Let $\vec{c}$ be the projection vector of $\vec{b}=\lambda \hat{i}+4 \hat{k}, \lambda>0$, on the vector $\vec{a}=\hat{i}+2 \hat{j}+2 \hat{k}$. If $|\vec{a}+\vec{c}|=7$, then the area of the parallelogram formed by the vectors $\vec{b}$ and $\vec{c}$ is _________.

If $\sum_\limits{r=0}^5 \frac{{ }^{11} C_{2 r+1}}{2 r+2}=\frac{\mathrm{m}}{\mathrm{n}}, \operatorname{gcd}(\mathrm{m}, \mathrm{n})=1$, then $\mathrm{m}-\mathrm{n}$ is equal to __________.

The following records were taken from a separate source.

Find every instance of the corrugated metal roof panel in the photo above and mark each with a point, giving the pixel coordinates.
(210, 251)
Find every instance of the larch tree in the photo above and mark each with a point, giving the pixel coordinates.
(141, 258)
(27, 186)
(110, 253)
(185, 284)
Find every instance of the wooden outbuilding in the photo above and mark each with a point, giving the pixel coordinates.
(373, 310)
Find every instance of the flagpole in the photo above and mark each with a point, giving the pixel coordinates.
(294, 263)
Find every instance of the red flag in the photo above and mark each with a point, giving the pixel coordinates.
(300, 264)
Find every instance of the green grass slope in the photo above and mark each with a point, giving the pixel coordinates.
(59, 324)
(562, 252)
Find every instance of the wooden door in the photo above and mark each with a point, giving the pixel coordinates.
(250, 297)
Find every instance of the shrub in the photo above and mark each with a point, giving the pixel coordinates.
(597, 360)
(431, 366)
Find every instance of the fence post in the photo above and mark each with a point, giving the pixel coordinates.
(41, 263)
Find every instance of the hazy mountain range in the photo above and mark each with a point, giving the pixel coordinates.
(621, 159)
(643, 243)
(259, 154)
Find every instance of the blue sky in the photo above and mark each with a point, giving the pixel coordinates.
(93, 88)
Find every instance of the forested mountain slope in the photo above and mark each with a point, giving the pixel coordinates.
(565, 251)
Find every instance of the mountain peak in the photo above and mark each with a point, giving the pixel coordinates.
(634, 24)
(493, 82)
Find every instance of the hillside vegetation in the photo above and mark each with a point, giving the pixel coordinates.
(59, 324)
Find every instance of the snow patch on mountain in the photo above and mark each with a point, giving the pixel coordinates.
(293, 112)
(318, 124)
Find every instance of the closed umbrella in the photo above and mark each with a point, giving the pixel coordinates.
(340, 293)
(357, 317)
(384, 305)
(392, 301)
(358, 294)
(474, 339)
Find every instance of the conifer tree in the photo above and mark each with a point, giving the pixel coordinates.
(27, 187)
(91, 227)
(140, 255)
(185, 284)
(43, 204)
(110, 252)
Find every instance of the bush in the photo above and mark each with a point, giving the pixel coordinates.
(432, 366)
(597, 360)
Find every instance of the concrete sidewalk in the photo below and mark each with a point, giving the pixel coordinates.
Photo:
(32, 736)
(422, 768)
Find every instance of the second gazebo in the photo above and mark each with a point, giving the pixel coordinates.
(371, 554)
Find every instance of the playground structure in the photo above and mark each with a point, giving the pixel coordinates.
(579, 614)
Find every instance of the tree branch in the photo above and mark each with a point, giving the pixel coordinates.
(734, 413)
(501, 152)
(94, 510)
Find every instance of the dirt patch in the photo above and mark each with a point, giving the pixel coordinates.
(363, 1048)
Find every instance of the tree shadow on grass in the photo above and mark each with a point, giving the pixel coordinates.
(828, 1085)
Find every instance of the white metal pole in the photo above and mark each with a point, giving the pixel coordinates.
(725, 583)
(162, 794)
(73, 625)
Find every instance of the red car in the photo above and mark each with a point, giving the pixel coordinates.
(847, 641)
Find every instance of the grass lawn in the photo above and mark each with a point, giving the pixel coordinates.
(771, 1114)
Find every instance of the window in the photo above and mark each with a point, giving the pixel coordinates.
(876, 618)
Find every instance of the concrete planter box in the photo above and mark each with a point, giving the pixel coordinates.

Let $\mathrm{L}_1: \frac{x-1}{3}=\frac{y-1}{-1}=\frac{z+1}{0}$ and $\mathrm{L}_2: \frac{x-2}{2}=\frac{y}{0}=\frac{z+4}{\alpha}, \alpha \in \mathbf{R}$, be two lines, which intersect at the point $B$. If $P$ is the foot of perpendicular from the point $A(1,1,-1)$ on $L_2$, then the value of $26 \alpha(\mathrm{~PB})^2$ is _________ .

Let $A$ be a square matrix of order 3 such that $\operatorname{det}(A)=-2$ and $\operatorname{det}(3 \operatorname{adj}(-6 \operatorname{adj}(3 A)))=2^{m+n} \cdot 3^{m n}, m>n$. Then $4 m+2 n$ is equal to __________.